Posted by elainepinkerton in Dealing with Adoption

≈ 3 Comments

Tags

Agave, Bark beetles, Contemplation, Drought, Gardening, labyrinth, Relaxation

Once again, I’ve “re-purposed” my back yard. If that sounds strange, allow me to explain. Here in the Southwest, Anasazi Indians (literally “the Ancient Ones”) preceded the Hispanic and Caucasians who followed. After years of populating what is now northern New Mexico, the native people vanished, most likely driven from their dwellings because they had no water. Fast forward to NOW. A drought, seemingly like that of the 1200s, has returned to plague us. Environmental ways of coping with the new dry times have advanced, but they are not moving fast enough.
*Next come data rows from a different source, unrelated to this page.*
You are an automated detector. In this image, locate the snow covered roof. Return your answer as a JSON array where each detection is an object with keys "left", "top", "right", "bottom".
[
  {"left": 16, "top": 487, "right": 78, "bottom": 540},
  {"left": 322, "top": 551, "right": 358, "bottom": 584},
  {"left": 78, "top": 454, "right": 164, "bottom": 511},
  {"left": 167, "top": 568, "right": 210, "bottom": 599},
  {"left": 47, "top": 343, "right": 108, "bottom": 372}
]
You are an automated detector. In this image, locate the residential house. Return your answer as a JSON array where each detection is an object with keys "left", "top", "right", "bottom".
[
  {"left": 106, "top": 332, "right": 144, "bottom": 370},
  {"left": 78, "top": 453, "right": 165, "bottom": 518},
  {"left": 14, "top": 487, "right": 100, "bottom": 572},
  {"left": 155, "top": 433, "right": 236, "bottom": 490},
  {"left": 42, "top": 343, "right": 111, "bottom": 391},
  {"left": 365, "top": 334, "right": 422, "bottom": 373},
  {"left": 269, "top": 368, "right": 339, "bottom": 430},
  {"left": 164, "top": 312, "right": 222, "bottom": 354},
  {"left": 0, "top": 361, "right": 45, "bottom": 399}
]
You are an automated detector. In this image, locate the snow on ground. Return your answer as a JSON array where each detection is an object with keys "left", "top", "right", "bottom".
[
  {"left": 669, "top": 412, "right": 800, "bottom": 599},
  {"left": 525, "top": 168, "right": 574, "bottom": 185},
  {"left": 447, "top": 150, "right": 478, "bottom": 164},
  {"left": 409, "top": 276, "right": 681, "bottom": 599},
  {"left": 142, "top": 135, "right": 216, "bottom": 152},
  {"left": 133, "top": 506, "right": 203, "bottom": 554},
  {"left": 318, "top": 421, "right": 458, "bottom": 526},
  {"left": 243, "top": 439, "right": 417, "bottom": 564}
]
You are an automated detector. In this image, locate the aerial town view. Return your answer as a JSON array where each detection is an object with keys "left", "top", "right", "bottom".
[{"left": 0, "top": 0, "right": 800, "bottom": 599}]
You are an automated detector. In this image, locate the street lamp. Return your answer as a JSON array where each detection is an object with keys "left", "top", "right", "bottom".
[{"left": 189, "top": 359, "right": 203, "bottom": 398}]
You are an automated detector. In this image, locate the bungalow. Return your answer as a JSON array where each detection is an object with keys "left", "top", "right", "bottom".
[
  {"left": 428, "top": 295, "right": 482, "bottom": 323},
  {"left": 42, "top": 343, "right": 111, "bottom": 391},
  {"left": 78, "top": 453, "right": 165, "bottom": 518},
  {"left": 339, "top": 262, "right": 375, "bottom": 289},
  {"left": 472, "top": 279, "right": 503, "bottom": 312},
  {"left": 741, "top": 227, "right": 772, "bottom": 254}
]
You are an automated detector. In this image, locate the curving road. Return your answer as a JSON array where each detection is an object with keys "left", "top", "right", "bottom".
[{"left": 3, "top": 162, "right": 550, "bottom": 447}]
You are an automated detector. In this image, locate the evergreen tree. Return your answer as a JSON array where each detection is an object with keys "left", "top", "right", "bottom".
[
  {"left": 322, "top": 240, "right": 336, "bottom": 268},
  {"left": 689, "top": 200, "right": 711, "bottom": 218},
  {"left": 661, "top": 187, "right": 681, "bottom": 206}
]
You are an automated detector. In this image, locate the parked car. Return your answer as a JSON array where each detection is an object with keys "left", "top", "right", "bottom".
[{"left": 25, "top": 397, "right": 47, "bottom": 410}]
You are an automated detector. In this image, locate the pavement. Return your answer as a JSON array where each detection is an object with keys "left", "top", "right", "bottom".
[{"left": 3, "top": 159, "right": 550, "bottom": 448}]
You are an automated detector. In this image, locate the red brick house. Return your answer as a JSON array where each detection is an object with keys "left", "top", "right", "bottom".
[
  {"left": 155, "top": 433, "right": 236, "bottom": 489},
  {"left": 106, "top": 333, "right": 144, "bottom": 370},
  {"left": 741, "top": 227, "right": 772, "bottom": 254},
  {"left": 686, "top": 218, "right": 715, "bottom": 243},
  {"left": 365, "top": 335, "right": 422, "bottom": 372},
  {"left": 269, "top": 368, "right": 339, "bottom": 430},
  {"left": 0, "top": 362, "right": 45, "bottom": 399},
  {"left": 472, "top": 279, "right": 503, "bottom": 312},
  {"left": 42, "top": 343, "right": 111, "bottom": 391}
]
The Century Plant towering over my backyard

The Century Plant towering over my backyard

Like other people in my town, I do what I can to help the situation, to conserve water and vote for environmentally helpful legislation. But having done that, I just want to enjoy what is. As the weather turns nice, I spend more and more time in my back yard, and as I putter about, I recall the yard’s different stages of being.
As I reflect on the yard and my journey of healing from adoption wounds, documented in The Goodbye Baby, I find parallels. Why the newly philosophical mode? Maybe I have finally calmed down enough about being adopted to enjoy and appreciate being here now. No longer agonizing over the fact that my grounds cannot be the way they used to be, I review the yard, remembering its former guises.
In the 1970s, there was a miniature forest of piñon, so dense that you couldn’t see more than a few feet. When there were trees, it was easier to grow things. I planted and tended a large vegetable garden. Aided by moderate watering, Nature provided abundant rain to help it thrive.
Fast forward a couple decades. The vegetable garden was long gone when a drought and subsequent bark beetle invasion decimated the piñon, taking 70 trees in all. There were bare spaces where shady groves previously existed. Weeds, that apparently scoff at the desirable plants’ need for water, thrived.
Mourning the loss of shade, I wandered about. My mission, an impossible one, was eliminating weeds. Anything that bloomed, whether or not it was officially a pest, was promoted to the status of “wildflower.” In addition to this anti-weed campaign, I listened to birds and gazed at clouds.
Part of my ongoing restoration of the back yard was building a seven-circuit labyrinth. So, in addition to weeding, I added labyrinth walking. Ambling, sauntering, trudging or lightly treading, I circuited the spiral path in—to center—and back out. I’ve continued to walk the spiral path for eight years. The labyrinth provides an important respite, a chance to simply be.
Beyond the labyrinth, I’d planted a blue-tipped agave plant from Mexico originally but purchased at a local nursery. It was perfect for the newly rock-scaped back yard. The hearty agave lived in the soil unobtrusively, pleasingly and attractively. No water was required other than what nature provided.
Words can hardly describe my surprise when I discovered that my agave seemed to have gone wild. A stalk was growing up out of the center at the rate of three to five inches a day!
Miracle or monster? I checked with the nursery and was told that the agave was actually a Century Plant and that it could grow up to 15 feet tall, would bloom and then die. I could cut the stalk down, thus saving the plant or I could simply witness the saga. I named it “Ferdinand” and witnessed the skyward trajectory until it was 15 feet tall. After that, it dried up and started to wither. I left it standing for another season. Finally, however, Ferdinand toppled over and the fellow agave plants, as if in sympathy, shriveled and died.
The agaves are all gone now but in their stead I’ve installed a cold frame garden plot and compost bin. Just as I’ve grown into a new iteration of my life, so has my yard. My reverie brought with it a message: A metaphor for life itself, or more likely just a “postcard from the yard.”